Europe's banks are still waiting for a complete stress test. Details released on Oct. 3 show how the European Banking Authority's benchmarking exercise last December did a more robust job than previous bank tests, which had not properly stressed for a euro zone sovereign default. But there's still huge room for improvement.
The EBA's latest test used sovereign haircuts based on the gapped-out bond spreads seen almost exactly a year ago, then required banks to achieve a 9 per cent core Tier 1 ratio. By the end of June, the 71 banks tested had raised over €200-billion of new capital. Yet investors are unlikely to relax.
For one thing, the EBA didn't test for the losses a recession would bring. For another, the exercise was based on a so-called Basel 2.5 basis, an easier hurdle to jump than new Basel III rules. If Basel III was adopted right now and banks had to hold at least a 7 per cent core Tier 1 ratio, they would need to find an additional €224-billion compared to the banks' position in December, according to the EBA's recent analysis of 156 European banks.

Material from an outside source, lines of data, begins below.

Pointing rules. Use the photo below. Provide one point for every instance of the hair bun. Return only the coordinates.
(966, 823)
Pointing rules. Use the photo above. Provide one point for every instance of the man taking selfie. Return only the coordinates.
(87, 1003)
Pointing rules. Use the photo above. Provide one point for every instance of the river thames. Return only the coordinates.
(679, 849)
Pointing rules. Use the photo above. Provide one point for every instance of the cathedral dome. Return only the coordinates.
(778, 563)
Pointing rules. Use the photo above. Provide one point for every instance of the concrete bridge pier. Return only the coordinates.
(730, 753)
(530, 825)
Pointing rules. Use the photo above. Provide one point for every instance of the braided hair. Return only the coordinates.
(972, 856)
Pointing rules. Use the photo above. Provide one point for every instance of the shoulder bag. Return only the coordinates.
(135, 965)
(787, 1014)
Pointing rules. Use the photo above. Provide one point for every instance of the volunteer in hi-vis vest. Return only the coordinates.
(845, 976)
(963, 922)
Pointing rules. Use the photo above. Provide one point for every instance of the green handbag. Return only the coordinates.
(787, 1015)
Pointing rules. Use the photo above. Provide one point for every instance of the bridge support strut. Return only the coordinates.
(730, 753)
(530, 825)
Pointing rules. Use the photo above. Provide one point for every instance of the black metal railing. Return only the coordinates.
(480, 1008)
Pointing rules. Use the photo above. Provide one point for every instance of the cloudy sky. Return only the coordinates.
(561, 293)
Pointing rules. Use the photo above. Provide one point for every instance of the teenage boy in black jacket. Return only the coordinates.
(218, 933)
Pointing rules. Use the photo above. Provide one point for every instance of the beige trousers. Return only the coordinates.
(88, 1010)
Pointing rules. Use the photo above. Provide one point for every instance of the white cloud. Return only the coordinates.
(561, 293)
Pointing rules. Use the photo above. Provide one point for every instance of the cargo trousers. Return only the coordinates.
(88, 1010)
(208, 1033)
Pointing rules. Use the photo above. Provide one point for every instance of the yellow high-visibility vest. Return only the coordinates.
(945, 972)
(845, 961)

But the biggest problem with the EBA's methodology is that the banks used their own models – always opaque and quite possibly incautious – to measure risk-weighted assets, the denominator in the calculation of capital adequacy. The Basel Committee questioned the validity of these on Monday and the European Commission's advisory Liikanen committee complained about inconsistency on Tuesday.
The EBA can do better. It should base the next stress test, planned for the second half of 2013, on Basel III inputs, throw in credible macroeconomic stresses and use a common standard for risk-weighting. The Basel Committee, not the banks, should set the risk-weighting rules.
Up to now, national regulators have successfully resisted pressure for impartial pan-euro zone weightings. Those objections never made economic sense, but they should now also be practically irrelevant, since the regional European Stability Mechanism is standing by to recapitalise banks and banking union is on the horizon. The EBA has no more excuses not to be tough.